The United Nations (UN) High Commissioner for Human Rights Volker Tirk today called on Ugandan President Joveri Museveni not to sign a law against members of the LGBT community in that country that provides for extremely severe punishments for some homosexual offenses, including death and life imprisonment.
"The adoption of this discriminatory law - possibly the worst of its kind in the world - is deeply disturbing," Turk said in a statement.
Uganda's parliament voted on the disputed law on Tuesday, and it was amended at the last minute to make it draconian. In the original text of the bill, prison sentences were up to a maximum of 10 years, but they were increased.
The adopted version contains the criminal offense of "aggravated homosexuality", which carries the death penalty in the case of sexual relations with persons infected with the HIV virus, minors and members of other vulnerable categories of the population.
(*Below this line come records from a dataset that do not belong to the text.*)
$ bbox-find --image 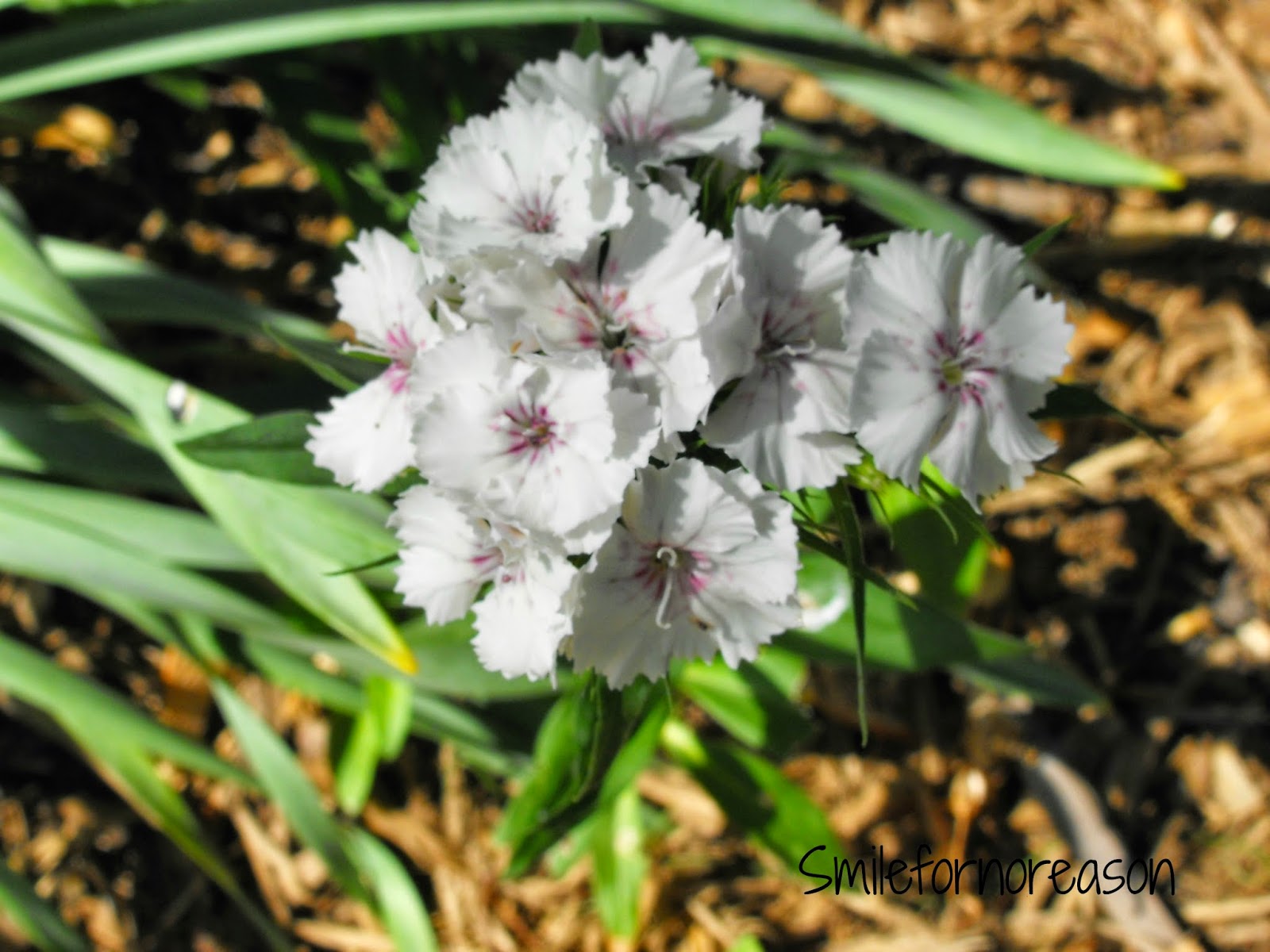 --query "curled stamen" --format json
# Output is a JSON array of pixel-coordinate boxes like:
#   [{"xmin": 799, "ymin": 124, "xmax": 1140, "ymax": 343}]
[{"xmin": 652, "ymin": 546, "xmax": 679, "ymax": 631}]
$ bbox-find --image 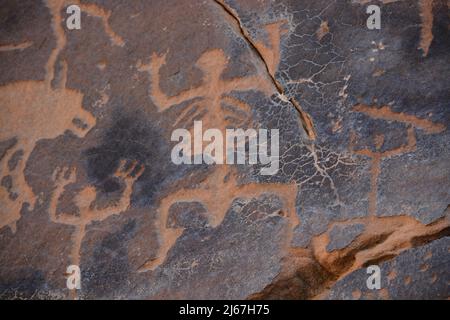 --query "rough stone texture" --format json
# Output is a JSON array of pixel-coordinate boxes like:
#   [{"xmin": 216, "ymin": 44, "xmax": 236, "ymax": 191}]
[
  {"xmin": 0, "ymin": 0, "xmax": 450, "ymax": 299},
  {"xmin": 327, "ymin": 237, "xmax": 450, "ymax": 300}
]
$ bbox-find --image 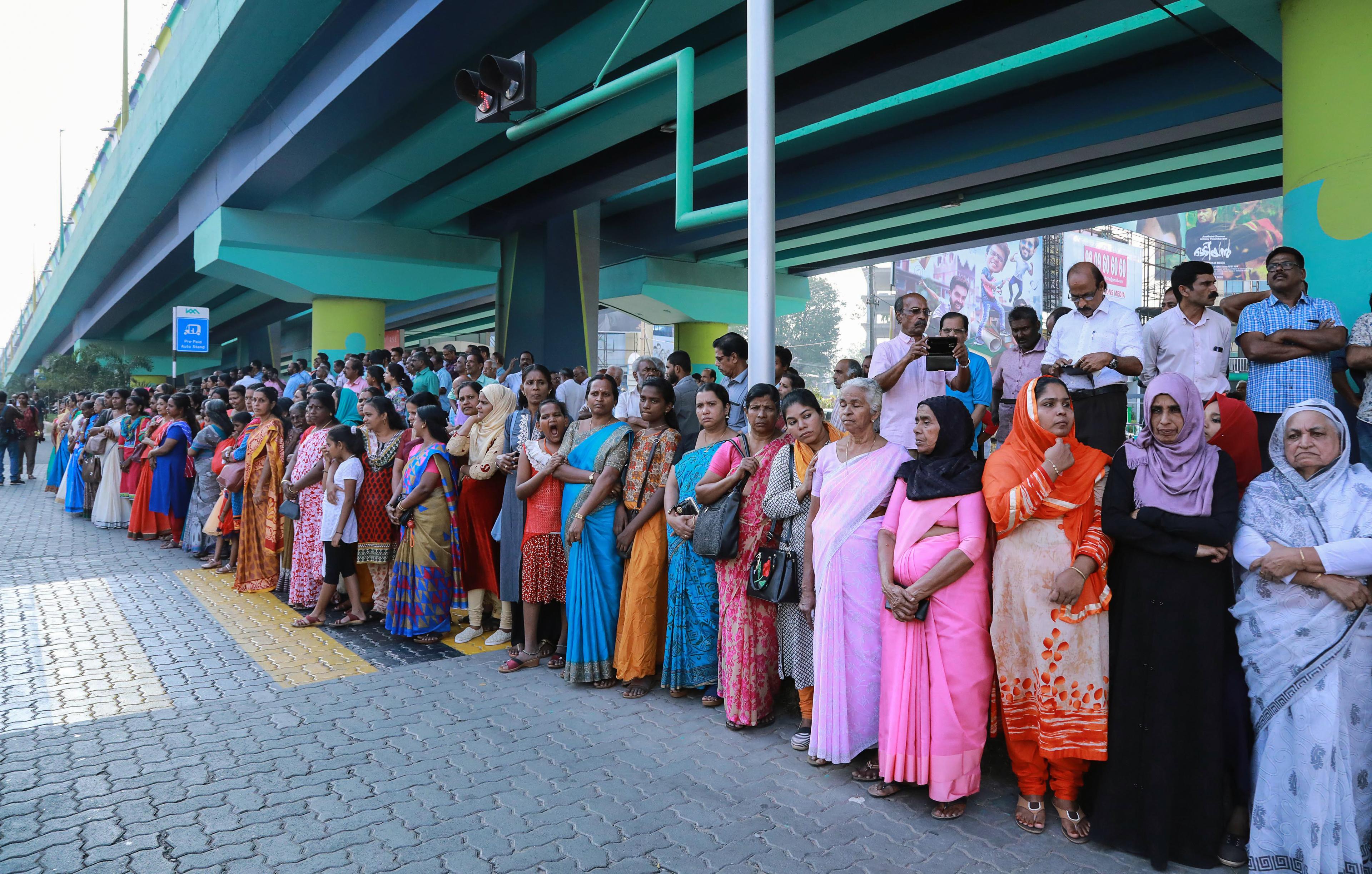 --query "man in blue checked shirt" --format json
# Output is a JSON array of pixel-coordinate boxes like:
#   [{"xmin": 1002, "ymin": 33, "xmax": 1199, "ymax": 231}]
[{"xmin": 1236, "ymin": 245, "xmax": 1349, "ymax": 471}]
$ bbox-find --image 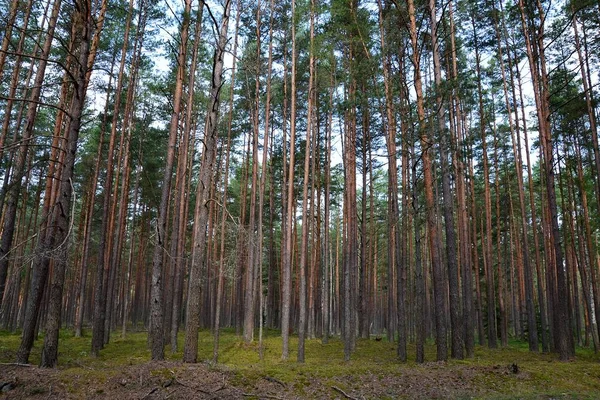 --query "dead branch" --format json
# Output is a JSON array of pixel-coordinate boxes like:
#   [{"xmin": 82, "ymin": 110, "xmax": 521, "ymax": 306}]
[{"xmin": 331, "ymin": 386, "xmax": 359, "ymax": 400}]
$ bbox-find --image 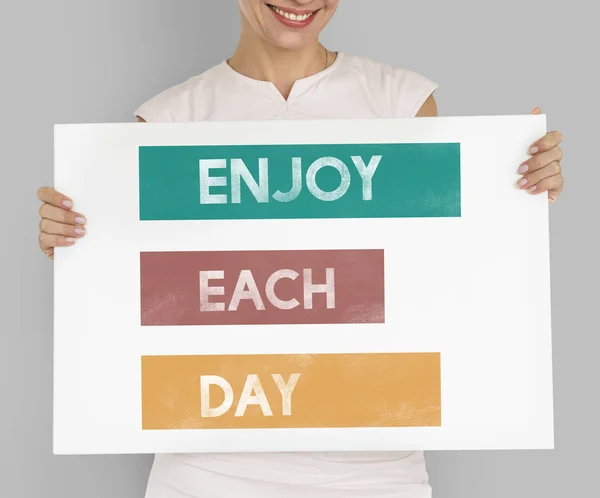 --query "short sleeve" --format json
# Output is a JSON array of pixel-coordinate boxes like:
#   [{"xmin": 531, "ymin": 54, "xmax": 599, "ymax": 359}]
[{"xmin": 394, "ymin": 69, "xmax": 438, "ymax": 118}]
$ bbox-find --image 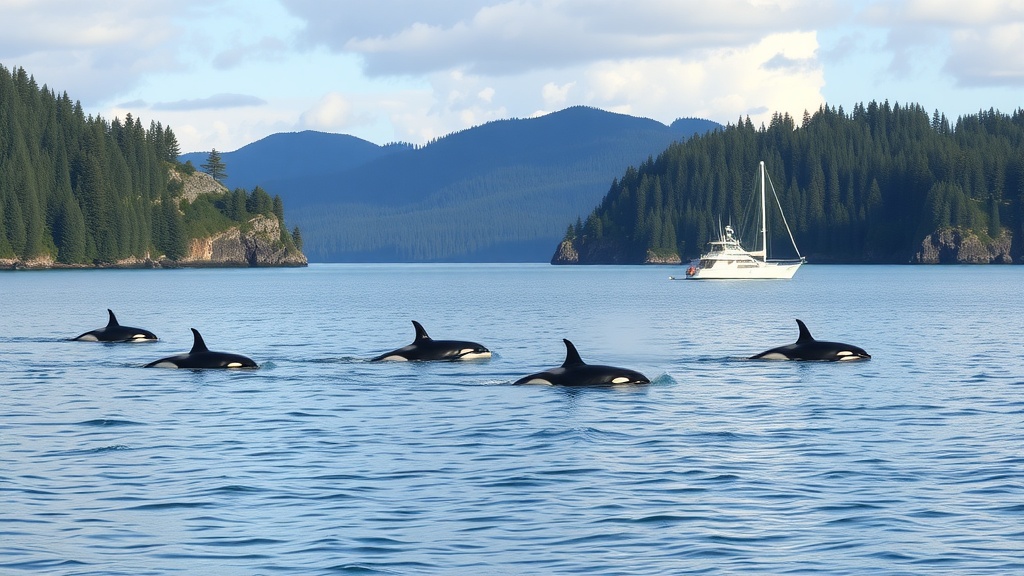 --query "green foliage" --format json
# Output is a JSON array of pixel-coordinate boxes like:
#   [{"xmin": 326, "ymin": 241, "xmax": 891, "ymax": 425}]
[
  {"xmin": 566, "ymin": 101, "xmax": 1024, "ymax": 262},
  {"xmin": 0, "ymin": 66, "xmax": 301, "ymax": 264},
  {"xmin": 200, "ymin": 149, "xmax": 227, "ymax": 182}
]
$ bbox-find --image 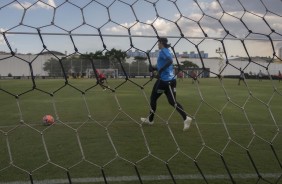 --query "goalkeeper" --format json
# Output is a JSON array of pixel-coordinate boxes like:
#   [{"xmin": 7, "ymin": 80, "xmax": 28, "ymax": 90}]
[{"xmin": 141, "ymin": 37, "xmax": 192, "ymax": 131}]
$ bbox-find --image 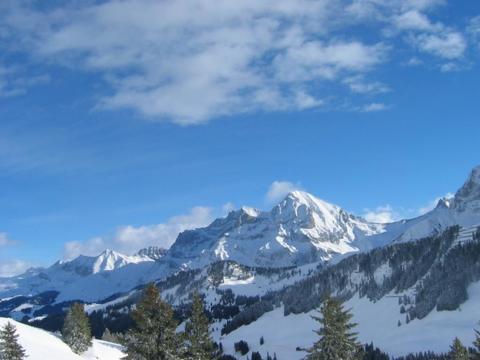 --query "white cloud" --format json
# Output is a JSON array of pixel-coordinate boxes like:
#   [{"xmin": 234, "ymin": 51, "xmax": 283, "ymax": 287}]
[
  {"xmin": 363, "ymin": 205, "xmax": 401, "ymax": 224},
  {"xmin": 265, "ymin": 181, "xmax": 301, "ymax": 204},
  {"xmin": 0, "ymin": 233, "xmax": 15, "ymax": 247},
  {"xmin": 362, "ymin": 193, "xmax": 455, "ymax": 224},
  {"xmin": 222, "ymin": 202, "xmax": 235, "ymax": 215},
  {"xmin": 64, "ymin": 206, "xmax": 213, "ymax": 259},
  {"xmin": 1, "ymin": 0, "xmax": 388, "ymax": 125},
  {"xmin": 0, "ymin": 260, "xmax": 31, "ymax": 277},
  {"xmin": 360, "ymin": 103, "xmax": 388, "ymax": 112},
  {"xmin": 394, "ymin": 10, "xmax": 436, "ymax": 31},
  {"xmin": 0, "ymin": 64, "xmax": 50, "ymax": 98},
  {"xmin": 418, "ymin": 192, "xmax": 455, "ymax": 215},
  {"xmin": 344, "ymin": 75, "xmax": 390, "ymax": 94},
  {"xmin": 467, "ymin": 16, "xmax": 480, "ymax": 46},
  {"xmin": 412, "ymin": 31, "xmax": 467, "ymax": 60}
]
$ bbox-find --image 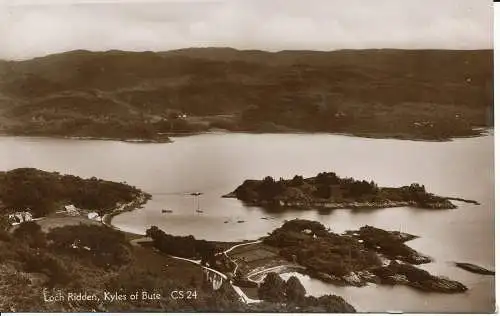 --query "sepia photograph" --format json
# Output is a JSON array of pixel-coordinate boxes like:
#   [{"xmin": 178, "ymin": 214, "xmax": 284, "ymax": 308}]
[{"xmin": 0, "ymin": 0, "xmax": 496, "ymax": 313}]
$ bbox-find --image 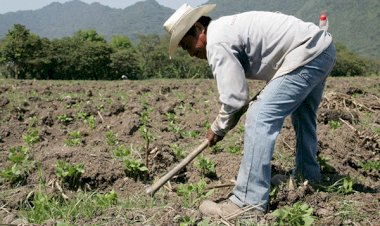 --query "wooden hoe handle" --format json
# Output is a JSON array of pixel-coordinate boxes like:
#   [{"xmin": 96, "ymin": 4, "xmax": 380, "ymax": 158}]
[{"xmin": 145, "ymin": 139, "xmax": 208, "ymax": 196}]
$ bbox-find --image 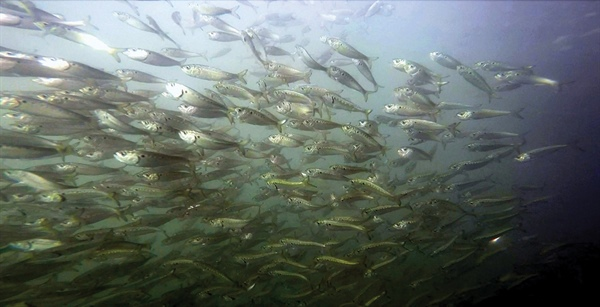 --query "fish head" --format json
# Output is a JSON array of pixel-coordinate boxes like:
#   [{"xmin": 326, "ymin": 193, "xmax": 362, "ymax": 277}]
[
  {"xmin": 515, "ymin": 152, "xmax": 531, "ymax": 162},
  {"xmin": 383, "ymin": 104, "xmax": 400, "ymax": 113},
  {"xmin": 448, "ymin": 162, "xmax": 464, "ymax": 171},
  {"xmin": 268, "ymin": 134, "xmax": 283, "ymax": 144},
  {"xmin": 456, "ymin": 111, "xmax": 473, "ymax": 120},
  {"xmin": 114, "ymin": 150, "xmax": 140, "ymax": 165},
  {"xmin": 465, "ymin": 143, "xmax": 479, "ymax": 151},
  {"xmin": 178, "ymin": 130, "xmax": 196, "ymax": 144},
  {"xmin": 429, "ymin": 51, "xmax": 444, "ymax": 61},
  {"xmin": 140, "ymin": 120, "xmax": 162, "ymax": 132},
  {"xmin": 302, "ymin": 145, "xmax": 319, "ymax": 154},
  {"xmin": 113, "ymin": 11, "xmax": 129, "ymax": 21},
  {"xmin": 123, "ymin": 48, "xmax": 150, "ymax": 61},
  {"xmin": 398, "ymin": 147, "xmax": 414, "ymax": 158},
  {"xmin": 400, "ymin": 119, "xmax": 415, "ymax": 128},
  {"xmin": 473, "ymin": 61, "xmax": 487, "ymax": 69},
  {"xmin": 37, "ymin": 57, "xmax": 71, "ymax": 70},
  {"xmin": 0, "ymin": 96, "xmax": 20, "ymax": 109},
  {"xmin": 165, "ymin": 82, "xmax": 187, "ymax": 98}
]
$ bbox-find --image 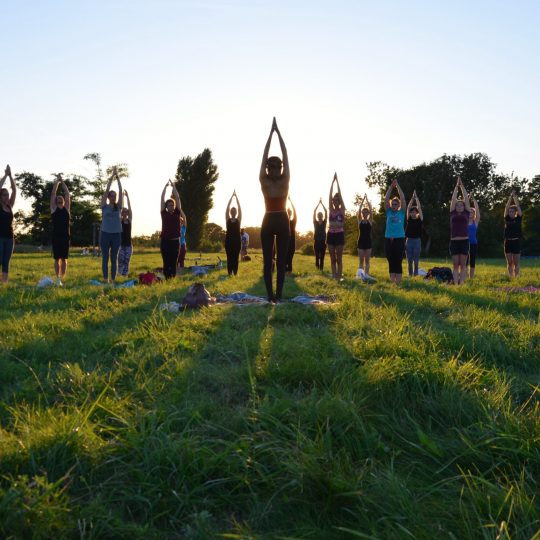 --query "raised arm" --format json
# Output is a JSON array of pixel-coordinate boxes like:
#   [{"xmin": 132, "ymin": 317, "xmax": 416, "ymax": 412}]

According to the law, "aggravated attempted homosexuality" is punishable by up to 14 years in prison, and "attempted homosexuality" by up to 10 years in prison.
The committed act of "homosexuality" carries a life sentence, which was prescribed by Uganda's colonial-era penal code for "unnatural sexual acts".
The law was proposed last month by an opposition lawmaker with the aim of punishing what he said was the "promotion, recruitment and financing" of LGBT activities in the East African country where homosexuals are widely denigrated.
President Museveni, who will either veto the bill or sign it, made it clear in a recent speech that he supports the controversial regulation, and blamed unnamed Western countries "for trying to impose their practices on other nations."
Folker Turk assessed that the law, if signed by Museveni, "will turn LGBT people into criminals" based on the very fact of its existence.